Six in the second place means: She passes by her ancestor And meets her ancestress. He does not reach his prince And meets the official. No blame.
Line 3
九三 弗過防之。從或戕之。凶。
Nine in the third place means: If one is not extremely careful, Somebody may come up from behind and strike him. Misfortune.
Line 6
上六 弗遇過之。飛鳥離之。凶。是謂災眚。
Six at the top means: He passes him by, not meeting him. The flying bird leaves him. Misfortune. This means bad luck and injury.
Trigram Changes
Yilin Verse
義不勝情,以欲自營。覩利危躬,折角摧頸。
Duty cannot overcome desire; with greed he serves himself; seeing profit, he endangers his body; horns broken, neck snapped.
— Jiao Yanshou, Yilin (Forest of Changes), 1st century BCE
Commentary
Thunder rumbles above the mountain, but righteousness cannot overcome desire — one manages affairs purely for self-interest.

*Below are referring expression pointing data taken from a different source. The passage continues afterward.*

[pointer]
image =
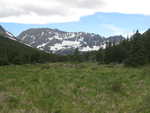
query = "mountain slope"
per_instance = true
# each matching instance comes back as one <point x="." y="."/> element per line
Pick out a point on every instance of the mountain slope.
<point x="56" y="41"/>
<point x="14" y="52"/>
<point x="6" y="33"/>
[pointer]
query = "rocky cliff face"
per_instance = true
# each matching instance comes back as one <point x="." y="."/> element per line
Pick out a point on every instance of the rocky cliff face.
<point x="56" y="41"/>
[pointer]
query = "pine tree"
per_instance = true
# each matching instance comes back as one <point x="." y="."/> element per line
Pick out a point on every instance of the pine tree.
<point x="137" y="53"/>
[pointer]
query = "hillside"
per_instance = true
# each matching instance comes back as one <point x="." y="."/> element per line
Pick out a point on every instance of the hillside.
<point x="74" y="88"/>
<point x="13" y="52"/>
<point x="61" y="42"/>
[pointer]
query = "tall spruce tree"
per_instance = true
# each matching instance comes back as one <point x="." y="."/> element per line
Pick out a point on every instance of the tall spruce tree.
<point x="137" y="53"/>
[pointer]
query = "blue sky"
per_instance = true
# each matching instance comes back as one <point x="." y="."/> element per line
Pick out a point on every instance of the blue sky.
<point x="105" y="24"/>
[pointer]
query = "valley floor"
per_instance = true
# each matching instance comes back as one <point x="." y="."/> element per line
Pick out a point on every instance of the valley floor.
<point x="74" y="88"/>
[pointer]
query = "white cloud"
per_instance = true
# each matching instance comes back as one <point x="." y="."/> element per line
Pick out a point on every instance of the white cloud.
<point x="115" y="30"/>
<point x="55" y="11"/>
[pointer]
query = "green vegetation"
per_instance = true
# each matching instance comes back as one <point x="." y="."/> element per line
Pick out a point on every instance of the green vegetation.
<point x="74" y="88"/>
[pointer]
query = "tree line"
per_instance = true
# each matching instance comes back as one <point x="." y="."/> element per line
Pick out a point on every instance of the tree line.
<point x="133" y="51"/>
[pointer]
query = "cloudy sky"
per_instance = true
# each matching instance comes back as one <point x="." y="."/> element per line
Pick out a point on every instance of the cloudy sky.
<point x="105" y="17"/>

Seeing profit, one endangers oneself; horns are snapped and necks are broken. The verse anatomizes greed's mechanics: moral principle exists but cannot restrain appetite, and the pursuit of visible gain leads directly to physical destruction. The broken horns and crushed neck suggest a charging animal that runs headlong into a wall — force without wisdom. From Small Exceeding to Pushing Upward, the mountain's thunder descends into wood growing slowly within the earth — patient, incremental ascent. The verse inverts Pushing Upward's wisdom: instead of rising gradually through accumulated small steps, the greedy one lunges for the prize and shatters against what stands between.